When a straight excavating operation such as a plowing operation, a normal planing operation or the like is performed, the operator shifts the direction changing valve 51 to a neutral position while the bottom surface of the bucket 3 is brought in contact with the ground surface by actuating a boom steering lever for the boom 1. Subsequently, he shifts the switch 48 to ON.
As a result, the proportional solenoid valve 49 is displaced from the closed state to the opened state against the resilient force of a spring 50, whereby the passageway leading to the drain tank 55 which has been kept closed till this time and the hydraulic chamber BH on the head side of the boom cylinder C1 are communicated with each other via the throttle 59. This causes the hydraulic chamber BH on the head side of the boom cylinder C1 to be loaded with a certain intensity of hydraulic pressure.

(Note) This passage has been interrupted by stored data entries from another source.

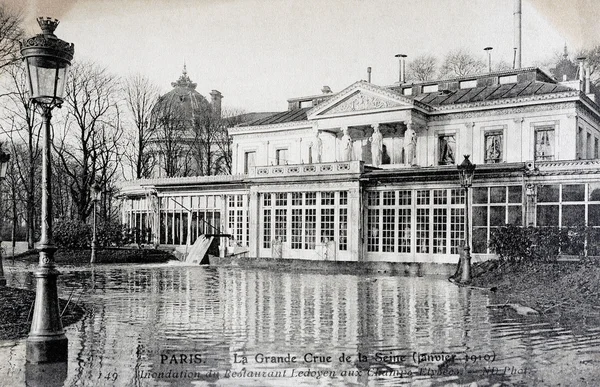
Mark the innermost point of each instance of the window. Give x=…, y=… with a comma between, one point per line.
x=446, y=149
x=305, y=220
x=561, y=205
x=306, y=103
x=544, y=143
x=281, y=156
x=249, y=161
x=494, y=207
x=493, y=147
x=579, y=144
x=267, y=221
x=430, y=88
x=507, y=79
x=468, y=84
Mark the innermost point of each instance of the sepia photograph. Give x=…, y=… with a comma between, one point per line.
x=300, y=193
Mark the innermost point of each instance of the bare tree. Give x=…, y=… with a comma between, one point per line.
x=10, y=33
x=422, y=68
x=88, y=148
x=459, y=63
x=140, y=97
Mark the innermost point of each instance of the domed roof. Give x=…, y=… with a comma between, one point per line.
x=183, y=99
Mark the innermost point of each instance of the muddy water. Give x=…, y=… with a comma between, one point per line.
x=176, y=325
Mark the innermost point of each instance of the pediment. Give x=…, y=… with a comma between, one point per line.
x=360, y=97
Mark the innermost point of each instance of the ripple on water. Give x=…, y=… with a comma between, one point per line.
x=139, y=314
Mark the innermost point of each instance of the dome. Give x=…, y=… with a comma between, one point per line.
x=183, y=101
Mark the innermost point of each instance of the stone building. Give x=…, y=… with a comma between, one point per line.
x=188, y=132
x=369, y=173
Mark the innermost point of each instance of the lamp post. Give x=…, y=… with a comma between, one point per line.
x=489, y=51
x=466, y=170
x=4, y=159
x=46, y=59
x=96, y=193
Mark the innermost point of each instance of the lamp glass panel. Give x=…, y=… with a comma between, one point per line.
x=62, y=81
x=3, y=167
x=42, y=83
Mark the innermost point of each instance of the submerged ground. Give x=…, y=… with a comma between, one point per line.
x=16, y=307
x=566, y=292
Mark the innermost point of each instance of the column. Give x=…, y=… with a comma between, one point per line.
x=253, y=216
x=515, y=142
x=466, y=143
x=530, y=200
x=355, y=224
x=224, y=242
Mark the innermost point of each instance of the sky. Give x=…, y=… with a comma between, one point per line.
x=259, y=53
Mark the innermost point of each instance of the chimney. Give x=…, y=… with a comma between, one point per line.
x=402, y=70
x=517, y=26
x=489, y=51
x=581, y=71
x=215, y=101
x=587, y=78
x=326, y=90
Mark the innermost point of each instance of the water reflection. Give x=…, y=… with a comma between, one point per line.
x=173, y=325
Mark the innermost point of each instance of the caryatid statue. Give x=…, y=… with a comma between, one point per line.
x=317, y=147
x=376, y=146
x=347, y=146
x=410, y=144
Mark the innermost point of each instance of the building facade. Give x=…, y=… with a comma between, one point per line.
x=369, y=173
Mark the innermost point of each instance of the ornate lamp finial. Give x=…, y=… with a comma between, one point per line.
x=47, y=24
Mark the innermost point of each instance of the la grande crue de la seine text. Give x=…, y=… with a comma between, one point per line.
x=315, y=358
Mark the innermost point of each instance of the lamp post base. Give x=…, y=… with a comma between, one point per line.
x=46, y=342
x=466, y=267
x=47, y=349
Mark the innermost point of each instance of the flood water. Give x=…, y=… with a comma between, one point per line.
x=177, y=325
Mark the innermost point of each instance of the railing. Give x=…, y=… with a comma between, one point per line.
x=333, y=168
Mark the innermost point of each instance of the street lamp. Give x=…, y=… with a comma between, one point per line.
x=96, y=193
x=46, y=59
x=489, y=51
x=466, y=170
x=4, y=159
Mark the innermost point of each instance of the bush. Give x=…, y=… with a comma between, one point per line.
x=72, y=233
x=511, y=243
x=78, y=235
x=112, y=234
x=539, y=243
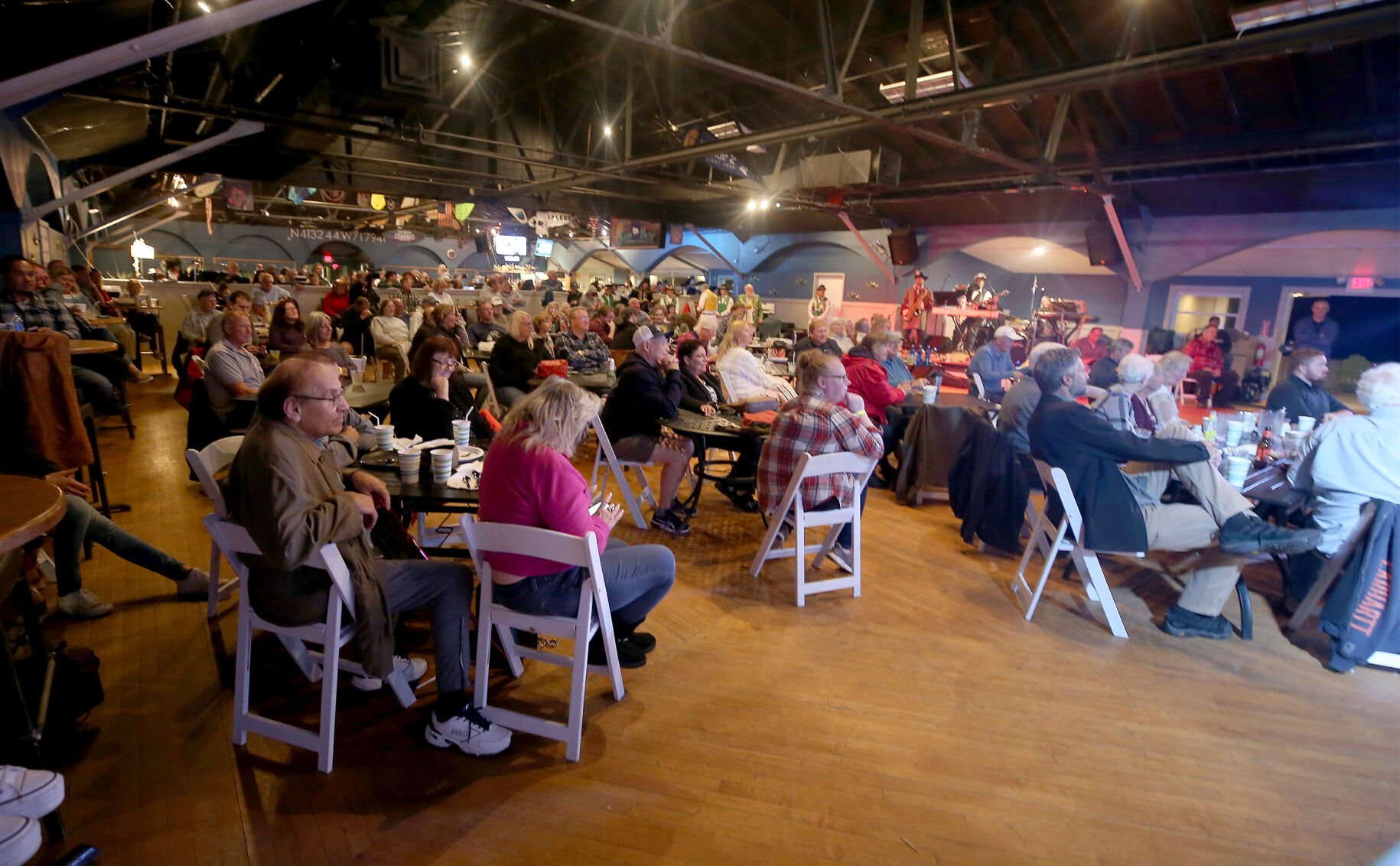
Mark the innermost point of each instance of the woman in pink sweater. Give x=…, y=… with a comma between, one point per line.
x=528, y=480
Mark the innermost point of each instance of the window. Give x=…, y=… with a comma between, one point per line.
x=1190, y=307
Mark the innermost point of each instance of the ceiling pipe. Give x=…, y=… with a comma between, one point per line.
x=52, y=79
x=237, y=130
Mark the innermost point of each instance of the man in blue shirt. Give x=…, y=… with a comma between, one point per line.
x=1319, y=332
x=993, y=361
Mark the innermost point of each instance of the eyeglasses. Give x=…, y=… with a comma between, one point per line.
x=337, y=396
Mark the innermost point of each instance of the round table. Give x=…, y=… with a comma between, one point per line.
x=91, y=347
x=28, y=508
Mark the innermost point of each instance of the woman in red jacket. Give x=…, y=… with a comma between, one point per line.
x=865, y=376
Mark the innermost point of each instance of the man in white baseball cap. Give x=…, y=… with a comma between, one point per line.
x=649, y=388
x=993, y=363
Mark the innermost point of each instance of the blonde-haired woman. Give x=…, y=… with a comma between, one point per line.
x=514, y=359
x=740, y=371
x=528, y=480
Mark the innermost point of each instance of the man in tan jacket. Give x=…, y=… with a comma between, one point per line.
x=288, y=490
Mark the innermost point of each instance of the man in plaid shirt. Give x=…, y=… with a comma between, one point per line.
x=822, y=420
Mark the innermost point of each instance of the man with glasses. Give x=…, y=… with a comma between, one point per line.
x=584, y=349
x=822, y=420
x=288, y=491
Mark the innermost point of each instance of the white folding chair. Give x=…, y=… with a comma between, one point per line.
x=607, y=461
x=330, y=636
x=1086, y=562
x=206, y=464
x=594, y=614
x=808, y=466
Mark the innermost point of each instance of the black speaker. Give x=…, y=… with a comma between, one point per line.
x=903, y=246
x=1102, y=245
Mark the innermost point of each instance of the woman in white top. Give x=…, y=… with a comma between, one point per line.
x=741, y=373
x=438, y=293
x=391, y=339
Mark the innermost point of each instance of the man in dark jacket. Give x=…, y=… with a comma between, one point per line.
x=1302, y=395
x=649, y=388
x=1119, y=518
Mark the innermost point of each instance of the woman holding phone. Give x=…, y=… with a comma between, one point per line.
x=528, y=480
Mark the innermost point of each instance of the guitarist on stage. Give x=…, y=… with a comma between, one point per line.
x=917, y=300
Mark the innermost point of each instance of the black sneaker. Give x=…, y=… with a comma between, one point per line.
x=1182, y=623
x=642, y=641
x=1246, y=535
x=627, y=655
x=672, y=523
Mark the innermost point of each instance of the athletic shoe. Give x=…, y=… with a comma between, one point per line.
x=412, y=670
x=1182, y=623
x=672, y=523
x=469, y=731
x=30, y=793
x=20, y=838
x=1246, y=535
x=642, y=641
x=84, y=604
x=629, y=655
x=194, y=585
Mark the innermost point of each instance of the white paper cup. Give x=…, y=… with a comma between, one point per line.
x=384, y=437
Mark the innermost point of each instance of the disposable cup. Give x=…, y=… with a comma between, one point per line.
x=384, y=437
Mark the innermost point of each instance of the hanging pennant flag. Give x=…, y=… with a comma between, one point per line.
x=239, y=195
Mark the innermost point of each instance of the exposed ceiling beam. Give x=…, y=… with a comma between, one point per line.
x=52, y=79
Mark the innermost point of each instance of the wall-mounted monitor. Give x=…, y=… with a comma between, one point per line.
x=511, y=245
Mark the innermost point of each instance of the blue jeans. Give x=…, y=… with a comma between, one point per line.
x=637, y=578
x=83, y=523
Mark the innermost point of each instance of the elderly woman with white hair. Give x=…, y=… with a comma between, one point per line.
x=1174, y=367
x=1346, y=464
x=1126, y=403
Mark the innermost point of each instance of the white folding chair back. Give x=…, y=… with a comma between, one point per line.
x=330, y=634
x=1067, y=538
x=594, y=614
x=605, y=461
x=808, y=466
x=206, y=465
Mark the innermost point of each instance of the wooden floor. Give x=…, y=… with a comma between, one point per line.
x=923, y=722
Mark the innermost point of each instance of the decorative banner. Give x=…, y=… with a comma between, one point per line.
x=696, y=133
x=636, y=234
x=239, y=195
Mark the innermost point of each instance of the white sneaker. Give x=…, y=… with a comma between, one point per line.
x=28, y=793
x=20, y=840
x=194, y=584
x=84, y=604
x=412, y=670
x=468, y=731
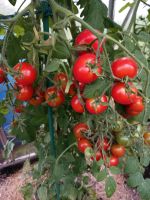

On the other hand, the hydraulic chamber BB on the bottom side of the boom cylinder C1 is supplemented with hydraulic oil from the drain tank 55 via the check valve 57 so as to compensate a shortage of quantity of hydraulic oil in the hydraulic chamber BB on the bottom side of the boom cylinder C1 Therefore, as long as the foregoing operative state is maintained, there is not a possibility that the boom 1 is lowered by its own dead weight. When the arm cylinder C2 and the bucket cylinder C3 are driven to turn the arm 2 in the inward direction by actuating steering levers (not shown) for steering them with operator's hands while the foregoing operative state is maintained, the reactive force transmitted to the bottom surface of the bucket 3 from the ground surface is exerted on the boom cylinder C1 via the bucket 3, the arm 2 and the boom 1 so as to allow the boom 1 to be raised up. As a result, the boom 1 is raised up as desired. Since the hydraulic chamber BH on the head side of the boom cylinder C1 communicates with the drain tank 55 via the throttle 59 during the raising operation of the boom 1, in a case where the bucket 3 receives a large magnitude of load due to collision of the bucket 3 with a large rock or the like obstacle during a straight excavating operation, the boom 1 is immediately raised up by actuating the steering levers with operator's hands to avoid the collision of the bucket 3 with the large rock. On the contrary, when the bucket 3 receives a load corresponding to a value smaller than a preset pressure of hydraulic oil in the hydraulic chamber BH on the head side of the boom cylinder C1 due to collision of the bucket 3 with a small rock or the like obstacle, a straight excavating operation is continuously performed without any necessity for avoiding the collision of the bucket 3 with the small rock.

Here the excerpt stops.